Identification of the molecular basis of doxorubicin-induced cardiotoxicity

• Published in: Nature medicine Vol. 18; no. 11; pp. 1639 - 1642
• Main Authors: Zhang, Sui, Liu, Xiaobing, Bawa-Khalfe, Tasneem, Lu, Long-Sheng, Lyu, Yi Lisa, Liu, Leroy F, Yeh, Edward T H
• Format: Journal Article
• Language: English
• Published: New York Nature Publishing Group US 01.11.2012; Nature Publishing Group
• Subjects: 631/92/609; 692/699/75; 692/700/565/2194; Animals; Apoptosis - drug effects; Biomedicine; brief-communication; Cancer Research; Cardiology; Cardiotoxins; Complications and side effects; Deoxyribonucleic acid; DNA; DNA Topoisomerases, Type II - genetics; DNA-Binding Proteins - genetics; Doxorubicin; Doxorubicin - toxicity; Heart Failure - chemically induced; Humans; Infectious Diseases; Metabolic Diseases; Mice; Mitochondrial Turnover - drug effects; Molecular biology; Molecular Medicine; Myocytes, Cardiac - drug effects; Myocytes, Cardiac - metabolism; Myocytes, Cardiac - pathology; Neurosciences; Physiological aspects; Poly-ADP-Ribose Binding Proteins; Reactive Oxygen Species - metabolism; Sequence Deletion; Toxicity
• ISSN: 1078-8956; 1546-170X; 1546-170X
• DOI: 10.1038/nm.2919

Doxorubicin, which induces tumor cell death through effects on topoisomerase-II, is a commonly used chemotherapeutic agent but has the substantial drawback of causing cardiotoxicity. Edward T.H.Yeh and his colleagues now show that doxorubicin-induced cardiotoxicity in mice is due to the deleterious effects of doxorubicin on topoisomerase-IIβ in cardiomyocytes, leading to alterations in gene expression, mitochondrial dysfunction and cell death.
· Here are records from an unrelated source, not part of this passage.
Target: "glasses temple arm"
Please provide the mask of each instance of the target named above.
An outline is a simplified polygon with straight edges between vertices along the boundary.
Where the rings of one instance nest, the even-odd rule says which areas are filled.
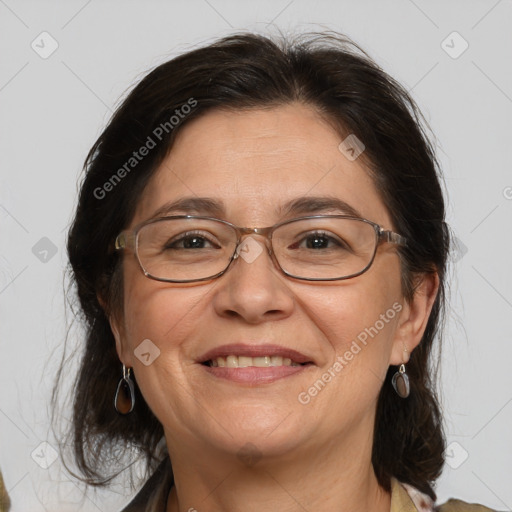
[[[135,247],[135,235],[128,231],[119,233],[115,242],[115,249],[133,249]]]
[[[390,242],[392,244],[399,244],[399,245],[407,245],[407,238],[403,237],[402,235],[399,235],[398,233],[395,233],[394,231],[384,231],[381,229],[379,231],[379,236],[381,240],[384,240],[385,242]]]

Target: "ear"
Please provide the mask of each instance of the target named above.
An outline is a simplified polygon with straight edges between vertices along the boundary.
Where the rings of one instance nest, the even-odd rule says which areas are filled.
[[[109,308],[107,308],[106,302],[104,301],[103,297],[101,297],[98,294],[97,298],[103,311],[105,312],[105,315],[107,315],[108,317],[110,329],[112,330],[112,334],[114,335],[114,339],[116,341],[117,356],[124,365],[131,368],[133,365],[131,364],[130,358],[127,357],[126,347],[125,344],[123,343],[123,339],[126,339],[124,336],[125,329],[123,325],[123,320],[122,318],[119,318],[119,315],[116,315],[109,311]]]
[[[390,365],[400,365],[409,361],[411,352],[419,345],[432,306],[439,290],[437,272],[422,274],[417,279],[417,286],[410,303],[404,304],[398,327],[396,328]]]

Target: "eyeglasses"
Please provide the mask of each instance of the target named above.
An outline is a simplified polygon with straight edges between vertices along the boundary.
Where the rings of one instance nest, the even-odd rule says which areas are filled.
[[[346,215],[300,217],[265,228],[178,215],[151,219],[121,232],[115,248],[134,251],[150,279],[191,283],[221,276],[240,256],[248,263],[254,261],[263,249],[248,235],[265,237],[277,268],[305,281],[356,277],[370,268],[379,244],[406,245],[403,236]]]

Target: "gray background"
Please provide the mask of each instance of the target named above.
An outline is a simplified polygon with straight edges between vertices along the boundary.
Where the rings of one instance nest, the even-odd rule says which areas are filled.
[[[65,232],[88,149],[147,69],[269,23],[352,37],[411,91],[436,134],[459,240],[438,494],[511,510],[511,22],[510,0],[0,0],[0,468],[13,512],[110,511],[129,500],[122,486],[84,495],[54,460],[48,420],[69,322]],[[43,31],[58,44],[50,56]]]

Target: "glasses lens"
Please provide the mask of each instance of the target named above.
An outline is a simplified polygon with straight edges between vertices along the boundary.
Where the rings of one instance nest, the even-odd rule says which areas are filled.
[[[281,268],[305,279],[340,279],[371,263],[377,245],[372,224],[325,217],[284,224],[274,231],[272,246]]]
[[[140,229],[137,256],[151,277],[190,281],[222,272],[235,247],[235,231],[222,222],[163,219]]]

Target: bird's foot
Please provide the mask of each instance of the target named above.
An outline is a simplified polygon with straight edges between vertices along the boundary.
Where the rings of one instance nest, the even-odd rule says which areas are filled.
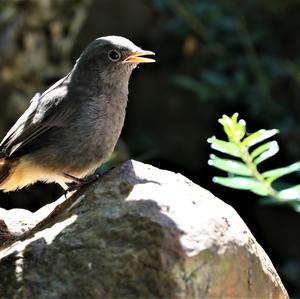
[[[101,177],[101,174],[98,172],[95,172],[83,179],[81,178],[77,178],[74,177],[70,174],[65,173],[64,174],[65,178],[67,178],[68,180],[70,180],[69,183],[66,183],[66,185],[68,186],[68,189],[66,190],[66,193],[68,192],[72,192],[72,191],[77,191],[79,190],[81,187],[85,186],[85,185],[89,185],[93,182],[95,182],[96,180],[98,180]]]

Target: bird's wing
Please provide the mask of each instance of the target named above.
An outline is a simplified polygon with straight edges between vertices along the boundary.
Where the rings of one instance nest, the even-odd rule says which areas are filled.
[[[30,106],[9,130],[0,144],[0,151],[7,157],[17,156],[39,145],[37,137],[65,124],[73,113],[74,105],[68,101],[68,85],[59,80],[43,94],[36,94]],[[64,101],[63,101],[64,100]],[[34,144],[36,143],[36,144]]]

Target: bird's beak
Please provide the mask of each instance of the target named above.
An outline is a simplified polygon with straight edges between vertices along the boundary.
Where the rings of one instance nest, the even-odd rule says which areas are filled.
[[[122,63],[151,63],[155,62],[154,59],[148,58],[148,57],[142,57],[145,55],[155,55],[152,51],[145,51],[145,50],[139,50],[136,52],[133,52],[132,55],[125,58]]]

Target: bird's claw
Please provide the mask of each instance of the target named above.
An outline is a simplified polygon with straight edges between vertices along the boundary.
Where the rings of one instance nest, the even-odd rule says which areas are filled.
[[[69,183],[66,183],[66,185],[68,186],[68,189],[65,191],[65,195],[68,193],[68,192],[73,192],[73,191],[77,191],[79,190],[80,188],[82,188],[83,186],[85,185],[89,185],[95,181],[97,181],[101,175],[99,173],[94,173],[94,174],[91,174],[83,179],[81,178],[77,178],[77,177],[74,177],[72,175],[69,175],[67,173],[64,174],[64,176],[71,180],[71,182]]]

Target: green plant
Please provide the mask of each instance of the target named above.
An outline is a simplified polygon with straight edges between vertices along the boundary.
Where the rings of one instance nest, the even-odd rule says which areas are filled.
[[[193,66],[172,68],[170,81],[200,107],[232,111],[238,106],[250,119],[279,128],[286,153],[298,160],[300,1],[153,2],[168,14],[166,45],[181,44],[184,65]],[[196,47],[187,54],[190,40]]]
[[[229,174],[228,177],[215,176],[213,181],[226,187],[266,196],[268,203],[289,204],[300,212],[300,184],[281,190],[274,187],[274,182],[282,176],[299,171],[300,161],[286,167],[260,171],[260,164],[279,151],[276,141],[264,141],[279,131],[261,129],[247,134],[246,122],[238,119],[238,113],[233,114],[232,117],[223,115],[219,123],[223,126],[228,141],[213,136],[208,139],[208,142],[212,149],[236,159],[220,158],[211,154],[208,164]],[[258,146],[254,148],[256,145]]]

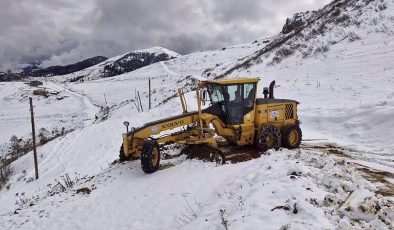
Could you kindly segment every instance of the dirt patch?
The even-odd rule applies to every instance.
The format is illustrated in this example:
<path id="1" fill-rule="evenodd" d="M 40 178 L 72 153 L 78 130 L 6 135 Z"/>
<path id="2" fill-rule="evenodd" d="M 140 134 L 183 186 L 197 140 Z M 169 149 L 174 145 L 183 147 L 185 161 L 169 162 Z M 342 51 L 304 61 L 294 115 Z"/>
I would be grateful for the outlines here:
<path id="1" fill-rule="evenodd" d="M 302 149 L 319 149 L 322 150 L 328 154 L 334 154 L 342 157 L 348 157 L 351 158 L 349 154 L 346 153 L 346 149 L 331 145 L 331 144 L 326 144 L 326 145 L 309 145 L 309 144 L 302 144 L 301 145 Z"/>
<path id="2" fill-rule="evenodd" d="M 219 147 L 225 163 L 239 163 L 261 157 L 261 151 L 253 146 L 227 145 Z M 206 145 L 188 145 L 182 149 L 181 154 L 186 154 L 189 159 L 212 161 L 212 154 L 219 151 Z"/>
<path id="3" fill-rule="evenodd" d="M 236 164 L 261 157 L 262 152 L 251 146 L 230 146 L 222 150 L 226 162 Z"/>
<path id="4" fill-rule="evenodd" d="M 327 146 L 325 146 L 325 145 L 301 144 L 300 148 L 302 148 L 302 149 L 327 149 Z"/>
<path id="5" fill-rule="evenodd" d="M 350 156 L 348 154 L 346 154 L 345 151 L 342 148 L 337 148 L 337 147 L 336 148 L 328 148 L 327 152 L 329 154 L 335 154 L 335 155 L 338 155 L 338 156 L 344 156 L 344 157 L 349 157 L 350 158 Z"/>
<path id="6" fill-rule="evenodd" d="M 375 184 L 382 184 L 381 186 L 379 185 L 376 186 L 378 188 L 378 191 L 376 191 L 377 194 L 381 194 L 383 196 L 394 196 L 394 185 L 390 183 L 388 180 L 386 180 L 386 178 L 394 179 L 393 173 L 373 170 L 361 165 L 359 166 L 360 167 L 357 167 L 356 169 L 357 171 L 361 172 L 362 176 L 365 179 Z"/>
<path id="7" fill-rule="evenodd" d="M 337 157 L 341 157 L 342 161 L 347 161 L 347 159 L 355 159 L 348 152 L 352 152 L 354 150 L 347 150 L 340 146 L 334 146 L 331 144 L 326 145 L 310 145 L 310 144 L 302 144 L 302 149 L 316 149 L 323 153 L 327 153 L 330 155 L 335 155 Z M 340 161 L 338 163 L 341 163 Z M 385 171 L 379 171 L 376 169 L 371 169 L 366 167 L 365 165 L 348 162 L 354 166 L 354 169 L 358 171 L 362 177 L 366 180 L 372 182 L 378 190 L 377 194 L 381 194 L 383 196 L 394 196 L 394 184 L 390 183 L 386 178 L 391 178 L 394 180 L 394 174 Z"/>

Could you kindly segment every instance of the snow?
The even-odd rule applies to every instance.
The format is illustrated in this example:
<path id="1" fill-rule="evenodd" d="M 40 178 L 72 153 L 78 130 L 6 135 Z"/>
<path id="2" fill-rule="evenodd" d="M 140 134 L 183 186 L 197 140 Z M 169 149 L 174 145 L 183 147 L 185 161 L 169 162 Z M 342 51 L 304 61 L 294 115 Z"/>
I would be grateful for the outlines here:
<path id="1" fill-rule="evenodd" d="M 37 132 L 40 128 L 52 131 L 64 127 L 70 130 L 94 120 L 97 108 L 83 96 L 65 90 L 63 86 L 47 83 L 40 87 L 59 93 L 48 98 L 33 96 L 36 88 L 24 83 L 2 82 L 0 86 L 0 146 L 6 144 L 14 134 L 19 138 L 31 136 L 29 97 L 34 98 Z"/>
<path id="2" fill-rule="evenodd" d="M 337 42 L 306 58 L 296 52 L 275 65 L 267 65 L 274 56 L 269 53 L 262 63 L 228 76 L 260 76 L 260 96 L 262 87 L 276 80 L 275 97 L 301 103 L 301 148 L 270 150 L 247 162 L 216 165 L 180 156 L 163 159 L 162 169 L 149 175 L 139 161 L 113 164 L 123 121 L 138 127 L 180 114 L 179 98 L 172 98 L 180 87 L 189 111 L 195 110 L 195 93 L 188 91 L 196 80 L 214 78 L 279 35 L 112 78 L 44 84 L 60 93 L 33 96 L 37 128 L 62 126 L 70 132 L 38 148 L 39 180 L 33 179 L 31 152 L 12 163 L 10 186 L 0 190 L 0 229 L 392 229 L 394 33 L 376 31 L 391 25 L 393 2 L 385 2 L 389 9 L 371 8 L 360 16 L 366 20 L 360 28 L 334 27 L 308 45 L 339 41 L 350 30 L 359 40 Z M 384 16 L 376 27 L 368 24 L 374 15 Z M 33 89 L 0 84 L 4 146 L 14 134 L 31 135 L 27 98 Z M 136 90 L 144 112 L 132 101 Z M 76 184 L 53 194 L 65 174 Z M 91 193 L 77 193 L 81 188 Z"/>

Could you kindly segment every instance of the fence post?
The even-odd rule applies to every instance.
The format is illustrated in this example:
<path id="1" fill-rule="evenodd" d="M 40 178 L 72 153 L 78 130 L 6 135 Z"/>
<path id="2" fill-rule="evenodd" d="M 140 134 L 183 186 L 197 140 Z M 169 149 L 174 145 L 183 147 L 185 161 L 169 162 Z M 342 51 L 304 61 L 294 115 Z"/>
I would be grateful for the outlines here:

Doxorubicin is believed to cause dose-dependent cardiotoxicity through redox cycling and the generation of reactive oxygen species (ROS). Here we show that cardiomyocyte-specific deletion of Top2b (encoding topoisomerase-IIβ) protects cardiomyocytes from doxorubicin-induced DNA double-strand breaks and transcriptome changes that are responsible for defective mitochondrial biogenesis and ROS formation. Furthermore, cardiomyocyte-specific deletion of Top2b protects mice from the development of doxorubicin-induced progressive heart failure, suggesting that doxorubicin-induced cardiotoxicity is mediated by topoisomerase-IIβ in cardiomyocytes.